Legalità
Chiamiamolo Dilip, perché non si sa mai. Un simpatico giovanotto sui 25 anni, studente universitario pieno di buona volontà, e pure mezzo intenzionato a farsi missionario.
Tempo fa aveva accompagnato in visita per Dhaka uno straniero, guadagnandosi 50 euro. Li custodisce gelosamente finché, mesi dopo, si trova a dover pagare il conto di ospedale e cure per la sorella ammalata. Dà uno sguardo d’addio ai 50 euro, li mette nello zainetto insieme a 2000 taka (valore 20 euro), poi esce per venire a chiedermi di cambiarglieli.
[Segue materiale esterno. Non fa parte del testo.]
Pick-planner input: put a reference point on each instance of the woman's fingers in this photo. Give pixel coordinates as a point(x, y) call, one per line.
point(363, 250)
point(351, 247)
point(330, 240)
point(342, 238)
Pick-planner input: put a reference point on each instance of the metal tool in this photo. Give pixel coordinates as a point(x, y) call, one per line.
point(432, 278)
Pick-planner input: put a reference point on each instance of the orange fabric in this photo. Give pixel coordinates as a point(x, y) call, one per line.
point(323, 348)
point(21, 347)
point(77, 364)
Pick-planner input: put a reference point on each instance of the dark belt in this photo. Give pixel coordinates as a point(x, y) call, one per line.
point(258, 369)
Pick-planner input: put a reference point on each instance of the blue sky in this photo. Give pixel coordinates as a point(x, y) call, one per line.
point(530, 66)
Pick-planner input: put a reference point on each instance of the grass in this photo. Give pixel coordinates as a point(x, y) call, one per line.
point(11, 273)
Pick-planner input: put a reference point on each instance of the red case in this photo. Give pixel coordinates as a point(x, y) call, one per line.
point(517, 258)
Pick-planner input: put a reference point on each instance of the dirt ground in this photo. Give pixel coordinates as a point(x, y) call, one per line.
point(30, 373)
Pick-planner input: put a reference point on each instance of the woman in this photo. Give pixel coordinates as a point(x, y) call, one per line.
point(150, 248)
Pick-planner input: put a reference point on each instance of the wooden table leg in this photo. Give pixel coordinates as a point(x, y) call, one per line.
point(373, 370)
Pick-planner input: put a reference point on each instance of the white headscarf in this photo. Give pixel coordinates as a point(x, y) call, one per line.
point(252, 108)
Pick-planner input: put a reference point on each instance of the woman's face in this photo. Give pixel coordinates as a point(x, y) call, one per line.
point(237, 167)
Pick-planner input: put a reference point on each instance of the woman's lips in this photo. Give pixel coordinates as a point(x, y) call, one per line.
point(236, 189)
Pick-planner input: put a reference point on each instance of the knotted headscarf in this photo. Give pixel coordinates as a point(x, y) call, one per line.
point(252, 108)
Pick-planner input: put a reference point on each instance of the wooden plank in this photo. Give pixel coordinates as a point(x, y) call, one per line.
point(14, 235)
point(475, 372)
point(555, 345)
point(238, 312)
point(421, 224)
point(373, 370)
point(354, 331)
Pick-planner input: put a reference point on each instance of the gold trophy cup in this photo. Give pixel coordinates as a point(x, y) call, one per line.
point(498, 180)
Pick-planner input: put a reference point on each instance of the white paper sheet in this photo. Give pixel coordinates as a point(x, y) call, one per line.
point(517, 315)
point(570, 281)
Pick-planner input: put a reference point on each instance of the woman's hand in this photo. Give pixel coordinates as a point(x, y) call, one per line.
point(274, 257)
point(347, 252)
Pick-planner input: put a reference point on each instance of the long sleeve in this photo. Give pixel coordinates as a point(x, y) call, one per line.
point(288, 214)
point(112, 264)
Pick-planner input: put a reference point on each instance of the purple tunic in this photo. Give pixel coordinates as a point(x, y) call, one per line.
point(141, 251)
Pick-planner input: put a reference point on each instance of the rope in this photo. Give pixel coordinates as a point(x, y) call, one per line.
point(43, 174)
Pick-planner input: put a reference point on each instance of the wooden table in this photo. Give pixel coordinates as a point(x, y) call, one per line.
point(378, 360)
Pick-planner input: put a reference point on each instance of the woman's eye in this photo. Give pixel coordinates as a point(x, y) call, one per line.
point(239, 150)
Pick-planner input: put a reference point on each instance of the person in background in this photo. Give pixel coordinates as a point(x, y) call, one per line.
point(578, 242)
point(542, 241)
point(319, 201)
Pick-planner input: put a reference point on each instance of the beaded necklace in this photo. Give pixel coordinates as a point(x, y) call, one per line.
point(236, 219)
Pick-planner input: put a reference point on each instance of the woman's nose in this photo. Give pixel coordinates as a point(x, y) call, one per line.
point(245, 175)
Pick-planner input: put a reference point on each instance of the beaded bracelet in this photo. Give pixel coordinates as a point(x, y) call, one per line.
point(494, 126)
Giorno di sciopero, uno dei tanti. Questa volta a proclamarlo e organizzarlo sono quelli del Jamaat, i fondamentalisti, i “duri”, capaci non solo di picchiare e incendiare, ma di mettere bombe. Quindi le forze dell’ordine hanno un mandato severo: sorveglianza strettissima.
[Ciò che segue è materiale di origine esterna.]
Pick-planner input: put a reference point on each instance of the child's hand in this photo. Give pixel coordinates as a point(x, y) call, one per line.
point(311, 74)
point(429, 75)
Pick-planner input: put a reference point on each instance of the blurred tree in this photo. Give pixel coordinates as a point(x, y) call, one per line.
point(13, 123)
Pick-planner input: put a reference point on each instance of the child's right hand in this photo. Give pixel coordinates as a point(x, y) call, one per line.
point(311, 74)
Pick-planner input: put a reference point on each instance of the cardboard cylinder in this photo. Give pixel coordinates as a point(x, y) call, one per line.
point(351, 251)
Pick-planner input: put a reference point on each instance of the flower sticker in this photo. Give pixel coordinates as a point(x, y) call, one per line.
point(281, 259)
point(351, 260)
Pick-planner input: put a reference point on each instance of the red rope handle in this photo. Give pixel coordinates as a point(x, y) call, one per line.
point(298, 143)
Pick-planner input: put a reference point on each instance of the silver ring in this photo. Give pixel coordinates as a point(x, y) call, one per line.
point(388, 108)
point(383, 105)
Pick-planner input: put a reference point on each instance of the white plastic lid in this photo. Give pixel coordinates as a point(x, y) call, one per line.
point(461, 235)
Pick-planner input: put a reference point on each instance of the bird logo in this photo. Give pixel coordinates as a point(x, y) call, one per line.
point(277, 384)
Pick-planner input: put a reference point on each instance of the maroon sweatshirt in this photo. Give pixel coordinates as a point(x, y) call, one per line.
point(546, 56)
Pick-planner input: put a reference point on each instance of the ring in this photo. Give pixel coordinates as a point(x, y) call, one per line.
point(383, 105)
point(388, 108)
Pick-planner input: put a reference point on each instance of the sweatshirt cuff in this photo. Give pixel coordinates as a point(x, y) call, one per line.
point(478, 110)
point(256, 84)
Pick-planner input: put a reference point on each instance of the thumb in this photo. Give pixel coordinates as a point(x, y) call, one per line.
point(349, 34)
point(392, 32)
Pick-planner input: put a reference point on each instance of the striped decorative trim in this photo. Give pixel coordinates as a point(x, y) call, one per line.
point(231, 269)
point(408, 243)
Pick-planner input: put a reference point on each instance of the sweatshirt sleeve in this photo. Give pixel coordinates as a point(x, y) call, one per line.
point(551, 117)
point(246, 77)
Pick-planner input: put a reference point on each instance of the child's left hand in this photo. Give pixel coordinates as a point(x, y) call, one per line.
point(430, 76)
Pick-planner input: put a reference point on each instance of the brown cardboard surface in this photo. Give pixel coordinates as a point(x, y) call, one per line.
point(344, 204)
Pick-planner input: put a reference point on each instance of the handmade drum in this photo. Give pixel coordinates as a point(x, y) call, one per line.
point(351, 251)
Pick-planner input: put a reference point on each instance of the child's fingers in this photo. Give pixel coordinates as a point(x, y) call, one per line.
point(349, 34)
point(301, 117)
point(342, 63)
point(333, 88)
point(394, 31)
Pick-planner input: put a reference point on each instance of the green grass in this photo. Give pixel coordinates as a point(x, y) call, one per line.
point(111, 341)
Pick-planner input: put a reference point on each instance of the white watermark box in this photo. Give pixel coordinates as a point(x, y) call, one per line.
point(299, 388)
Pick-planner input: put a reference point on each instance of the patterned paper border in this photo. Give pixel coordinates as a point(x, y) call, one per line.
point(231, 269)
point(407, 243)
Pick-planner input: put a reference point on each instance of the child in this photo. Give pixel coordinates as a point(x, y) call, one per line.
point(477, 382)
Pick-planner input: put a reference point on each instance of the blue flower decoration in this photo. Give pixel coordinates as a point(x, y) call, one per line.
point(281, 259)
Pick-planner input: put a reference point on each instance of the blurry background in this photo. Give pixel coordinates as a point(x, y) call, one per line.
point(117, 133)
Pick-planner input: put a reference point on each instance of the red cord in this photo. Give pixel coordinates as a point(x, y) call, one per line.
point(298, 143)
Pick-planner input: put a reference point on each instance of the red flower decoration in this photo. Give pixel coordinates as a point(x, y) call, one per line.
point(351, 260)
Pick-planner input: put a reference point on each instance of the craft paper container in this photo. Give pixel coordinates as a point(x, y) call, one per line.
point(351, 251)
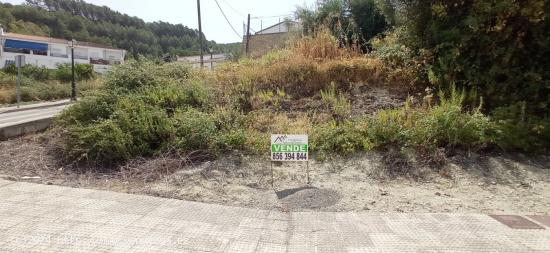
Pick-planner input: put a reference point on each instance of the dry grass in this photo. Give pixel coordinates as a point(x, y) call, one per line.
point(322, 47)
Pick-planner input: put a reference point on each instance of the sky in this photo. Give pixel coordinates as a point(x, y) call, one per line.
point(264, 13)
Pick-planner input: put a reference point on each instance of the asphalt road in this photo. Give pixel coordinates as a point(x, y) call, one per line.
point(27, 116)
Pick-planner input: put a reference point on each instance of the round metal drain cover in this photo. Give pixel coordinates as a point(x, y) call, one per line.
point(308, 198)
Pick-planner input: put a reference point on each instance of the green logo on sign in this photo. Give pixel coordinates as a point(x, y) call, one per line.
point(286, 148)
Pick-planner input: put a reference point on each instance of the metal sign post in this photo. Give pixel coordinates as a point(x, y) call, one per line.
point(289, 148)
point(19, 63)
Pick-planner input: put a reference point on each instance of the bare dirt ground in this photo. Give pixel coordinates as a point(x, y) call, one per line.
point(471, 183)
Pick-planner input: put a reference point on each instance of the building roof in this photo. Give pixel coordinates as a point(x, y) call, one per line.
point(54, 40)
point(196, 58)
point(280, 23)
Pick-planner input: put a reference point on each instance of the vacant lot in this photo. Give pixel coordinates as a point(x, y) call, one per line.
point(487, 183)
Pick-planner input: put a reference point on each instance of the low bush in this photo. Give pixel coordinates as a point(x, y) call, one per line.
point(517, 130)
Dilip, a piedi, gira l’angolo e viene fermato da una pattuglia di polizia. “Che hai nello zaino?” Saltano fuori un mango e un coltellino per tagliarlo – sequestrato – poi i 50 euro, che spariscono, e le 2000 taka, consegnate al “capo”. “Quanto valgono quegli euro?” “Non so, stavo andando a cambiarli, spero abbastanza per pagare l’ospedale…” L’interrogatorio si prolunga, si fa duro. “Ti portiamo alla stazione di polizia.” Pausa per passare ad altri malcapitati: uno sta portando a riparare un portatile, e viene accusato di averlo rubato. Un altro è sospetto perché non ha con sé nulla, quindi… sta leggero per andare a tirare sassi. Nuovo interrogatorio. Nuova attesa. Si fa avanti un poliziotto: “Lo conosco, è un bravo ragazzo del mio paese, potete lasciarlo andare.” “Quanto ci dai?”. Dilip pensa al conto, discute pieno di paura, poi concordano 1000 taka – e una firma su una pagina in bianco, con tanto di nome, indirizzo, telefono, e dati vari.
“Posso andare?” “Certo!” Ora si fanno in quattro per trovargli un triciclo a motore e minacciano l’autista perché non chieda troppo. “E gli euro che avete preso all’inizio?”. “Quali euro? Noi non abbiamo visto nessun euro. Vai pure… Ah, e ricorda che hai firmato!”